Politicians Bickering Drives Mortgage Rates up to 5.7%

Politicians might talk about a fixed 4% mortgage rate, but so far it is shaping up to be nothing but talk.  Their lack of real action to improve the countries finances, restore confidence to the finance and real estate markets and their poor showings in past results with the TARP have fueled the market to increase actual interest rates to a 6 week high of 5.7%, almost 2% higher than the fairy tale levels of 4%.

The average 30-year fixed mortgage rate rose to 5.70% from 5.48% for the week ended Feb. 4, according to Bankrate.com.
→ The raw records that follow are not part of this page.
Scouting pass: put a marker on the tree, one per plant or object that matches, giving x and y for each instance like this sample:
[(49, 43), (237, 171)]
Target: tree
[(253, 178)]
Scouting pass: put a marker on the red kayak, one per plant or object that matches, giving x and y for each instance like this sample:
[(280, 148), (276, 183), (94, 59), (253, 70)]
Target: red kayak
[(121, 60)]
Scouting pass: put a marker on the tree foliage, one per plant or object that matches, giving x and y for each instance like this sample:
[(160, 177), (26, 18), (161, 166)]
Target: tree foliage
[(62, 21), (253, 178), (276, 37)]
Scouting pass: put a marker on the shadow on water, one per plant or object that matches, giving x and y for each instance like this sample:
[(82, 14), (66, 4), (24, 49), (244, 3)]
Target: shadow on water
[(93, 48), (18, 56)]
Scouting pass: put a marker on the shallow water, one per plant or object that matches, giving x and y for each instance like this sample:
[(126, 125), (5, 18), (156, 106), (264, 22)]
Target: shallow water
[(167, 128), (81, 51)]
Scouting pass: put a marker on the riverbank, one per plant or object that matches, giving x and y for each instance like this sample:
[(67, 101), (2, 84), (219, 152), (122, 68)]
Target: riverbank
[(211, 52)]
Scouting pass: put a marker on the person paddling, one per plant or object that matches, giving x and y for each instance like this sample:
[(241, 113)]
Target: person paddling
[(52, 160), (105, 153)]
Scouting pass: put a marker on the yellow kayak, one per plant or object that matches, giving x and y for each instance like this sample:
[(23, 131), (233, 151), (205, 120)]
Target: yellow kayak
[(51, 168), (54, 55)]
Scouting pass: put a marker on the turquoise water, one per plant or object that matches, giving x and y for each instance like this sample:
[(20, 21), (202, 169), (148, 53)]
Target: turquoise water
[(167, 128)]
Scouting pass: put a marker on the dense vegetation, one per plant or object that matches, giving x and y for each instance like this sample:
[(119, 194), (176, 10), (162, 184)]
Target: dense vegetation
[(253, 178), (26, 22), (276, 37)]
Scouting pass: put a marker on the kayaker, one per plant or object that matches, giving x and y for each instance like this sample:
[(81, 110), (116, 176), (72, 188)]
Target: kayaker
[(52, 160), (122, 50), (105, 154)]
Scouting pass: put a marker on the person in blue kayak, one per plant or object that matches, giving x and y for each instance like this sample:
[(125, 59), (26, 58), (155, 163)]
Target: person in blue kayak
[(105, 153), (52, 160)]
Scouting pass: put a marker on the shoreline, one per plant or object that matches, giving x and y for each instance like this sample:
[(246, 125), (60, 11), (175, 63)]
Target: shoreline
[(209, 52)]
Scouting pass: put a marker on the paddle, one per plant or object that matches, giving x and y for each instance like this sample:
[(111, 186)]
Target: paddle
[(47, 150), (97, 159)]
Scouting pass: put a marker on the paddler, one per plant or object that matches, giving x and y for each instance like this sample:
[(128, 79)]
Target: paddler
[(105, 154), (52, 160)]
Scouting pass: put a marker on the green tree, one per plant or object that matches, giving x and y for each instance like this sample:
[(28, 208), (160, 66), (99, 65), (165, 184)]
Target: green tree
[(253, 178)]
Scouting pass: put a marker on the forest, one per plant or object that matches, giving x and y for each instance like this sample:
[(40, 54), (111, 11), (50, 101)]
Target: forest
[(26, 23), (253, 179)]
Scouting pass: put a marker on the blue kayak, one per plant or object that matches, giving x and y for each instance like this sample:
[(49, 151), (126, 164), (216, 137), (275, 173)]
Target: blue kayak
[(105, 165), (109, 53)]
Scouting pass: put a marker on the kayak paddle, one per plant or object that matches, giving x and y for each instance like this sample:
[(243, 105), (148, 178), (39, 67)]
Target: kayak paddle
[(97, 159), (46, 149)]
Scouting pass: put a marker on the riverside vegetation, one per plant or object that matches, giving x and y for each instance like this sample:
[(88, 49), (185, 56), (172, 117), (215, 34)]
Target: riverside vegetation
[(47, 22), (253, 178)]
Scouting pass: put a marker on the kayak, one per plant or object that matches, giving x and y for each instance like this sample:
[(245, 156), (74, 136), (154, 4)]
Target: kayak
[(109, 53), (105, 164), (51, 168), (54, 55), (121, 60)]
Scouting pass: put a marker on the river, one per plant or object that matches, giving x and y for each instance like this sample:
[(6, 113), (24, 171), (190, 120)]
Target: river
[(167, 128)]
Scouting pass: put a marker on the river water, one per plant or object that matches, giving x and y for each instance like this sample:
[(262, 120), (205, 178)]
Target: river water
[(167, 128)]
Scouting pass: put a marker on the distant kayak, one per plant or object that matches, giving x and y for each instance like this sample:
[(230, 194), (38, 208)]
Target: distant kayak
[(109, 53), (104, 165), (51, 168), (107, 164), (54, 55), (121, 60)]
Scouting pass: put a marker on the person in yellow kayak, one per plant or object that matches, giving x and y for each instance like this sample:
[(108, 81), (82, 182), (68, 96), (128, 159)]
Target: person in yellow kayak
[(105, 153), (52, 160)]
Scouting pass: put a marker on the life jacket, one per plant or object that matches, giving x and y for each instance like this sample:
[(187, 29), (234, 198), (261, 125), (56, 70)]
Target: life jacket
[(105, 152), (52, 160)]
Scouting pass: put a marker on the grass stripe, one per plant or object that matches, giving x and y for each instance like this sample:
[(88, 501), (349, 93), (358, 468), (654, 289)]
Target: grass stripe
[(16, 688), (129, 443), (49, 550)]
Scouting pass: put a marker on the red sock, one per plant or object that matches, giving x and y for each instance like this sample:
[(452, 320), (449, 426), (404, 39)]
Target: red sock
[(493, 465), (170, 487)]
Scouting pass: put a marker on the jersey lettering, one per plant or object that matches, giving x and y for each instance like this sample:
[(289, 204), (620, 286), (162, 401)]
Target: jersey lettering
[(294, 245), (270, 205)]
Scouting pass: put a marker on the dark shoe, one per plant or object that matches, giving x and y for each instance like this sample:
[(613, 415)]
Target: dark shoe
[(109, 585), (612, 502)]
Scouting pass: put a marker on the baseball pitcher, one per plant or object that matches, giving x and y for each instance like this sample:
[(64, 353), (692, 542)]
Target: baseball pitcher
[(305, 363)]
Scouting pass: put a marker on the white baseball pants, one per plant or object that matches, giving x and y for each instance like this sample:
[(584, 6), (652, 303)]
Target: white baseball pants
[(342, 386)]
The average 15-year fixed rate mortgage increased to 5.31% from 5.10%, and the average jumbo 30-year fixed rate jumped to 7.12% from 7.06%. Adjustable rate mortgages were mixed over the past week, with the average 1-year ARM falling to 5.73% from 5.87% and the 5/1 ARM increasing to 5.5% from 5.41%.

Mortgage rates rise to highest in six weeks – Feb. 5, 2009

Politicians seem to caught up in their fight over a stimulus package that doesn’t appear to have any stimulus in it at all.  Simultaneously, the weekly number measuring the people that became unemployed rose again this week to 626,000 people in a single week.

We currently have more unemployed people in total in the United States than we have ever had in the nations history.

The latest rise in mortgage rates seems to rest squarely on the shoulders of the Federal Reserve and Barack Obama for signing on to the Nancy Pelosi stimulus plan.

Mortgage rates have been climbing since the Federal Reserve released its most recent post-meeting statement on Jan. 28, which was noncommittal about the possibility of buying long-term Treasury securities in an effort to reduce mortgage rates.

But offsetting that move is the government’s massive stimulus plan, which is being paid for via Treasury auctions.